I have repeatedly referred to confirmation bias in my blog.  Well, another blog has an extensive post.  Which makes me feel good since it confirms my biases. 
Your opinions are the result of years of paying attention to information which confirmed what you believed while ignoring information which challenged your preconceived notions.
Half-a-century of research has placed confirmation bias among the most dependable of mental stumbling blocks.
Journalists looking to tell a certain story must avoid the tendency to ignore evidence to the contrary; scientists looking to prove a hypothesis must avoid designing experiments with little wiggle room for alternate outcomes.
Without confirmation bias, conspiracy theories would fall apart. Did we really put a man on the moon? If you are looking for proof we didn’t, you can find it.
Another study at Ohio State in 2009 showed subjects clips of the parody show “The Colbert Report,” and people who considered themselves politically conservative consistently reported “Colbert only pretends to be joking and genuinely meant what he said.”
Of course, I am only showing the parts of the article that confirm my own biases.
In science, you move closer to the truth by seeking evidence to the contrary. Perhaps the same method should inform your opinions as well.
I don't watch Fox News, but then again, I don't watch any other news either (the Daily Show does not count as news).  In my normal life, I don't seek out differing opinions, although I would like to think I am open to new ideas if they are presented to me.  In my blogging life, I probably spend way too much time at the same set of sites to get my info (slate, NYT, fivethirtyeight).  In my professorial life, I do seek out the stuff that disagrees with me.  OK, if it is well executed (I don't read Robert Kaplan or Sam Huntington unless I am compelled to do so, usually by guys in uniform).  The reviewers will hammer me if I ignore the opposing arguments, so my confirmation tendencies are overwhelmed by the system that ensures a broader reading. 
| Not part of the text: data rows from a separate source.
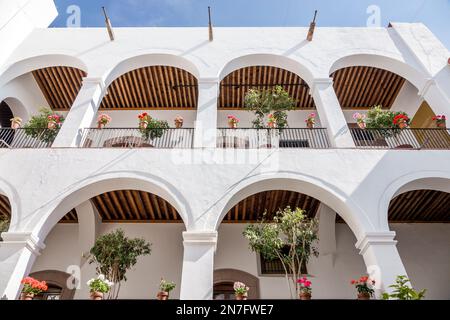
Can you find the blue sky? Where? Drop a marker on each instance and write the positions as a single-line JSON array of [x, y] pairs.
[[231, 13]]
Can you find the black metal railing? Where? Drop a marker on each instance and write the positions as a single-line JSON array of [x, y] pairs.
[[26, 138], [409, 138], [273, 138], [135, 138]]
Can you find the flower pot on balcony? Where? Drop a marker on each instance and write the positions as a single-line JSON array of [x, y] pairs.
[[241, 296], [26, 296], [305, 296], [363, 296], [96, 295], [162, 295]]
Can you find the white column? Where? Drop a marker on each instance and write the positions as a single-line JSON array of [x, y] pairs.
[[18, 252], [198, 265], [81, 114], [382, 259], [206, 122], [435, 97], [330, 113]]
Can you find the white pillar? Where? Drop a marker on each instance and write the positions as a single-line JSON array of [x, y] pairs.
[[435, 97], [198, 265], [206, 122], [330, 113], [383, 262], [81, 114], [18, 252]]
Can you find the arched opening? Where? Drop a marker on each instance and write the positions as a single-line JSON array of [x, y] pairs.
[[419, 213], [364, 81], [140, 214], [165, 92], [336, 240]]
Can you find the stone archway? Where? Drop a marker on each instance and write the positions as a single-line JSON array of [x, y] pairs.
[[225, 276]]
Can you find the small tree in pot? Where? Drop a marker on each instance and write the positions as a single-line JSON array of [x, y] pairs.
[[114, 254], [290, 229]]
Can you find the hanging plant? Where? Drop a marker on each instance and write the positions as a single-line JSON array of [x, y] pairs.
[[44, 126]]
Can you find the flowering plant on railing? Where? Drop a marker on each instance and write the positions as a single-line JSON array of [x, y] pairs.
[[401, 120], [16, 122], [311, 120], [360, 120], [440, 121], [33, 287], [233, 121], [151, 128], [103, 120], [44, 126], [364, 286]]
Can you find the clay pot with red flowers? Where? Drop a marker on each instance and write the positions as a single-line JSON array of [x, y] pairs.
[[165, 287], [32, 287], [304, 286], [365, 287], [240, 291]]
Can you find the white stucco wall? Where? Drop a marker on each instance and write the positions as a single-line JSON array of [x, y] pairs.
[[423, 248]]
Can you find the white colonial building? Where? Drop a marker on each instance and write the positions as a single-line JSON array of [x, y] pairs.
[[383, 202]]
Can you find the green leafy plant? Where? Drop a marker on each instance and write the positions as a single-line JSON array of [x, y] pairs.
[[291, 229], [44, 126], [100, 284], [166, 286], [274, 102], [4, 225], [114, 254], [402, 290]]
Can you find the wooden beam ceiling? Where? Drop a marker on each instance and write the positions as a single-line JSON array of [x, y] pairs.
[[252, 208], [59, 85], [420, 206], [156, 87], [365, 87], [235, 85]]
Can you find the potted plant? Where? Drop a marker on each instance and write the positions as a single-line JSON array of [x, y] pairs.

Perhaps we all need anonynomous reviewers to push us to think outside of our boxes?

1 comment:

  1. That system works so long as the anonymous reviewers represent a genuinely broad range of viewpoints. If collection of scholars called on to do reviews doesn't include certain perspectives (whatever they might be), then the system as a whole will aid and abet confirmation bias - might even encourage it.